We may affirm, however, on any ground supported by the record. See United States ex rel. Kelly v. Serco, Inc., 846 F.3d 325, 330 (9th Cir. 2017). FCA claims are subject to
Solis’s only particularized allegations show efforts by Schering to get Avelox placed “on formulary” at two hospitals. Even assuming these efforts established a scheme to submit false claims, Solis has failed to identify a single claim submitted pursuant to the scheme. Nor has he provided reliable indicia supporting a strong inference that such claims were submitted. For example, Solis does not allege that being “on formulary” meant such claims would be submitted, or even that being on formulary meant Avelox would be prescribed. Being “on formulary” merely means the drug is available to be used or prescribed. See Consolidated Second Cross-Appeal Brief of Defendants-Appellees/Cross-Appellants at 75; accord J.B.D.L. Corp. v. Wyeth-Ayerst Labs., Inc., 485 F.3d 880, 884 (6th Cir. 2007) (“Formularies are, generally, a listing of medications for which [a managed care organization] provides coverage”). Solis’s complaint provides no other details linking the alleged scheme to any claim submitted to a federal healthcare program. It was Solis’s burden to supply these missing links and he has failed to do so. Solis has not pleaded with the particularity required by Rule 9(b).

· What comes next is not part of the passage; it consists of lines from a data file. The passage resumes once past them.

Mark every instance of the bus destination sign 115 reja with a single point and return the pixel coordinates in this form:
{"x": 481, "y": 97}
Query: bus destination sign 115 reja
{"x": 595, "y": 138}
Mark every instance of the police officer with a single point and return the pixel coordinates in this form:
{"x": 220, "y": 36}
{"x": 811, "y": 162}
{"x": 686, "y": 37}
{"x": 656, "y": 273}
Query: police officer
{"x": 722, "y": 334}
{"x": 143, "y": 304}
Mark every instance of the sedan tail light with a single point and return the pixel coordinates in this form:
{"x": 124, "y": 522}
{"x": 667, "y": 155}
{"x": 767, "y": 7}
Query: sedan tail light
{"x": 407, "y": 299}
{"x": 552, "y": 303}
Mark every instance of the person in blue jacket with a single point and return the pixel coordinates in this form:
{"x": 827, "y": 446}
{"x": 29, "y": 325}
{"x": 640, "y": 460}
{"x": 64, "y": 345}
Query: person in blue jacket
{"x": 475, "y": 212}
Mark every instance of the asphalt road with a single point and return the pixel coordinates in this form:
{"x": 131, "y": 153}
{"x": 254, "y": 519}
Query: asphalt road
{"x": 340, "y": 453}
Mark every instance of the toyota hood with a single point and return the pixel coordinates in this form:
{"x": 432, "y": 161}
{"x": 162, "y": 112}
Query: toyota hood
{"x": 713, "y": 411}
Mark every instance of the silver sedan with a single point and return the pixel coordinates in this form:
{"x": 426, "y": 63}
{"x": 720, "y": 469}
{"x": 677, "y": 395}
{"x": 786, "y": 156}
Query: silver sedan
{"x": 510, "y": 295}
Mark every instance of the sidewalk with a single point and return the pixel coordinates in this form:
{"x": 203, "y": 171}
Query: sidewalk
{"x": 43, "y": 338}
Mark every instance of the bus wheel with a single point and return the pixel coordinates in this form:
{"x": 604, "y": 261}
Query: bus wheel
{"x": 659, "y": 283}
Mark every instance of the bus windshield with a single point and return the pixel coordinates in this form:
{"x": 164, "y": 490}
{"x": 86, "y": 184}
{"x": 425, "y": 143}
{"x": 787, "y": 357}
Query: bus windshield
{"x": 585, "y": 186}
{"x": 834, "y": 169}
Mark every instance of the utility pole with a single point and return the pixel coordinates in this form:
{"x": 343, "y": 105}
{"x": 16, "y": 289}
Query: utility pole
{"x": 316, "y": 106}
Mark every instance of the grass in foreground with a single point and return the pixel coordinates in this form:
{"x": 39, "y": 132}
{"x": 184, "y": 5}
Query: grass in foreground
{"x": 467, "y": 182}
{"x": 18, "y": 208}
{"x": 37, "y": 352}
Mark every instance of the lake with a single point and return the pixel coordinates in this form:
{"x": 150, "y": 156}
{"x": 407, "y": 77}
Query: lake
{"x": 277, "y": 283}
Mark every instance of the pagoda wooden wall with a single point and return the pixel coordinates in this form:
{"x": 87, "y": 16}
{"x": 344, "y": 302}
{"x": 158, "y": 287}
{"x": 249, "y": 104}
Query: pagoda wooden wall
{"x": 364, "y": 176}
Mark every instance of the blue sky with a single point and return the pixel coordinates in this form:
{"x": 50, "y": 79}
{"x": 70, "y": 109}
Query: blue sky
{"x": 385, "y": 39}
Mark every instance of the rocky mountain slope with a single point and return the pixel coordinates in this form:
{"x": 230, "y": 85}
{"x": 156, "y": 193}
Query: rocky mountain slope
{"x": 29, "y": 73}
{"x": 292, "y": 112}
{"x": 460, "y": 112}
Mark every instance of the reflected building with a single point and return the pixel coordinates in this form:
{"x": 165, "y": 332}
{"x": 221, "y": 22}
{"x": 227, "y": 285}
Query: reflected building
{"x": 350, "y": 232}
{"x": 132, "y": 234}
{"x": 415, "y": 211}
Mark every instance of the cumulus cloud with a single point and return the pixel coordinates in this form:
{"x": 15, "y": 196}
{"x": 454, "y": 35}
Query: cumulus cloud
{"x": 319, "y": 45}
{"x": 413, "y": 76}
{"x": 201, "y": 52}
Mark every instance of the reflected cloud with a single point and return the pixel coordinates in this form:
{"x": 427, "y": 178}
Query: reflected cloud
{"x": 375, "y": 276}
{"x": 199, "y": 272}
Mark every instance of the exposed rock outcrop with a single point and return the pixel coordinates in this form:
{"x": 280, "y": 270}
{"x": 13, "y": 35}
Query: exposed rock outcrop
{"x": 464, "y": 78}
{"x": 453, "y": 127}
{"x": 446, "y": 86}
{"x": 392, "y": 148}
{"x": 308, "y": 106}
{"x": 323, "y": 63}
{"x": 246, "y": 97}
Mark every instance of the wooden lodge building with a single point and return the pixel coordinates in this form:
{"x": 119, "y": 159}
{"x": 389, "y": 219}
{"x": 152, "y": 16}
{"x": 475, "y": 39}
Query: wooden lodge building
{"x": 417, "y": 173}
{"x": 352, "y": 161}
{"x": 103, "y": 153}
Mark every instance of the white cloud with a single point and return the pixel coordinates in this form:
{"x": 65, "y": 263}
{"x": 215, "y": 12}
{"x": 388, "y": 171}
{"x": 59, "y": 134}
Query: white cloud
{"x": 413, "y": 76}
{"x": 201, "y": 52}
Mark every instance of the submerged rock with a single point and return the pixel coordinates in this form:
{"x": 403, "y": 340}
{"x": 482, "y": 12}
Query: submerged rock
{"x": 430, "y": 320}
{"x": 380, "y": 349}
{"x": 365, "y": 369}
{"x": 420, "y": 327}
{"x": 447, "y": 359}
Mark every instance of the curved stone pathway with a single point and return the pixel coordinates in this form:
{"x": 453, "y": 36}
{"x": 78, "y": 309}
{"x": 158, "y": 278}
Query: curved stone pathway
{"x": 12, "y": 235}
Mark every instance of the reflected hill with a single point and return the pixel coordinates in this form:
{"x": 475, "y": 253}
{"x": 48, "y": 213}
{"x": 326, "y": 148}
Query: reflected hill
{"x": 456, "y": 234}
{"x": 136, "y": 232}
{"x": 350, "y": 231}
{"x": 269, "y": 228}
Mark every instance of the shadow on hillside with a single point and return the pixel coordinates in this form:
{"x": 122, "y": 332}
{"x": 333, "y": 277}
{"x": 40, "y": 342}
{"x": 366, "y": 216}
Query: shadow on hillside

Solis argues that we should direct the district court to grant him leave to amend his complaint for the third time if deemed deficient. The district court had no occasion to consider this question, having denied Schering’s Rule 12(b)(6) and 9(b) motion before granting its Rule 12(b)(1) motion. United States ex rel. Solis v. Millennium Pharm., Inc., No. 2:09-CV-03010-MCE-EFB, 2015 WL 1469166, at *7 (E.D. Cal. Mar. 30, 2015). On remand, we instruct the district court to decide this question in the first instance.
VII.
In conclusion, we vacate the dismissal of Solis’s Integrilin claims and remand for the district court to determine whether Solis qualifies for the original source exception under Hartpence. We do not reach the sufficiency of Solis’s Integrilin claims. We affirm dismissal of Solis’s Avelox claims on the alternative ground that they fail to satisfy Rule 9(b). Finally, we remand with instructions to the district court to determine whether to grant Solis leave to amend his Avelox claims.
Each party shall bear its own costs.
AFFIRMED in part; VACATED in part; REMANDED.